The second reason often heard is the fear of overdosing on vitamin D. However, vitamin D intoxication as a result of supplementation is extremely rare [7].
In the third place, the imprecision of the various automated vitamin D tests is often mentioned. As for any test, accuracy and reproducibility depend to a great extent on the experience of the individual administering the test [8]. Wielders et al. studied the stability of vitamin D. Blood samples were stored in different ways; at -20oC, at 4oC, at room temperature, in the dark and exposed to usual artificial light conditions. The concentrations of vitamin D in the diverse samples were shown to be very stable under all conditions. On the basis of this study, it is safe to state that vitamin D levels can correctly be determined in blood collection containers that have been kept at room temperature for a maximum of three days, and even seven days when stored at 4oC [9].
In my opinion it is not necessary to routinely screen all patients, but is necessary to do so in case of high-risk patients. I define high-risk to include all patients with osteoporosis, malabsorption syndrome, obesity, diabetes type 2, metabolic syndrome, chronic use of corticosteroids/HIV-medication and anticonvulsants, renal insufficiency, hyperparathyroidism , all elderly patients (above age 70), women who wear veils and people with a dark skin.
Summarizing: Screen high-risk patients; use a standardized test for vitamin D screening in all Dutch family physician practices. Correct a vitamin D deficiency and use the target level of at least 50 nmol/L for all patients.
References
- Health Council of the Netherlands. Evaluation of the dietary reference values for vitamin D. 2012, 2012/15.
- Durup D, Jørgensen HL, Christensen J, Schwarz P, Heegaard AM, Lind B. A reverse J-shaped association of all-cause mortality with serum 25-hydroxyvitamin D in general practice: the CopD study. J Clin Endocrinol Metab. 2012; 97: 2644-2652.
- de Haan K, Groeneveld AB, de Geus HR, Egal M, Struijs A. Vitamin D deficiency as a risk factor for infection, sepsis and mortality in the critically ill: systematic review and meta-analysis.

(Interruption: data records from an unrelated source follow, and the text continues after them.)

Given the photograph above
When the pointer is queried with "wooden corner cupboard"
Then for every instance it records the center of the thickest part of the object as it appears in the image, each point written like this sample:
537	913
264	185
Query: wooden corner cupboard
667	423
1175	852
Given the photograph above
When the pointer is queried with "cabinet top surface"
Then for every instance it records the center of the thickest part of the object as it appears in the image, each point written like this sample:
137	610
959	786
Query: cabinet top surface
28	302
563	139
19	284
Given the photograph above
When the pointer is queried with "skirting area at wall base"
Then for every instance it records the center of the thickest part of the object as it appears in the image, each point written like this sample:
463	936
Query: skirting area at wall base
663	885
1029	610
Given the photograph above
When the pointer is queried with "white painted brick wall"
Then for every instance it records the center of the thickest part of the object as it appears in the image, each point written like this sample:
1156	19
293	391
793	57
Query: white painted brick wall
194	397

Crit Care. 2014; 18: 660.
- Fransen HP, Waijers PMCM, Jansen EHJM, Ocke MC. Nutritional Status Survey in the new Dutch dietary monitoring system. In: Assessment of nutritional status in the new system of dietary monitoring in the Netherlands. Rijksinstituut voor Volksgezondheid en Milieu RIVM. 2005.
- Holick MF, Binkley NC, Bischoff-Ferrari HA, Gordon CM, Hanley DA, Heaney RP, et al. Guidelines for preventing and treating vitamin D deficiency and insufficiency revisited. J Clin Endocrinol Metab. 2012; 97: 1153-1158.

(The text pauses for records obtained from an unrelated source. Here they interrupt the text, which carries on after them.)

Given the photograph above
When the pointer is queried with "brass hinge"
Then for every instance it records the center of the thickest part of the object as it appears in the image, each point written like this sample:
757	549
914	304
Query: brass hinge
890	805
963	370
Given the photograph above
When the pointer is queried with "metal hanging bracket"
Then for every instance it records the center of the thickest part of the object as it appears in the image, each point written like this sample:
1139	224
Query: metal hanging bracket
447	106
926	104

- Screening for vitamin D deficiency in adults: U.S. Preventive Services Task Force recommendation statement.
- Amrein K, Schnedl C, Berghold A, Pieber TR, Dobnig H. Correction of vitamin D deficiency in critically ill patients - VITdAL@ICU study protocol of a doubleblind, placebo-controlled randomized clinical trial. BMC Endocr Disord 2012; 12: 27.
- Hollis BW, Horst RL. The assessment of circulating 25(OH)D and 1,25(OH)2D: where we are and where we are going. J Steroid Biochem Mol Biol. 2007; 103: 473-476.
- Wielders JP, Wijnberg FA. Preanalytical stability of 25(OH)-vitamin D3 in human blood or serum at room temperature: solid as a rock. Clin Chem. 2009; 55: 1584-1585.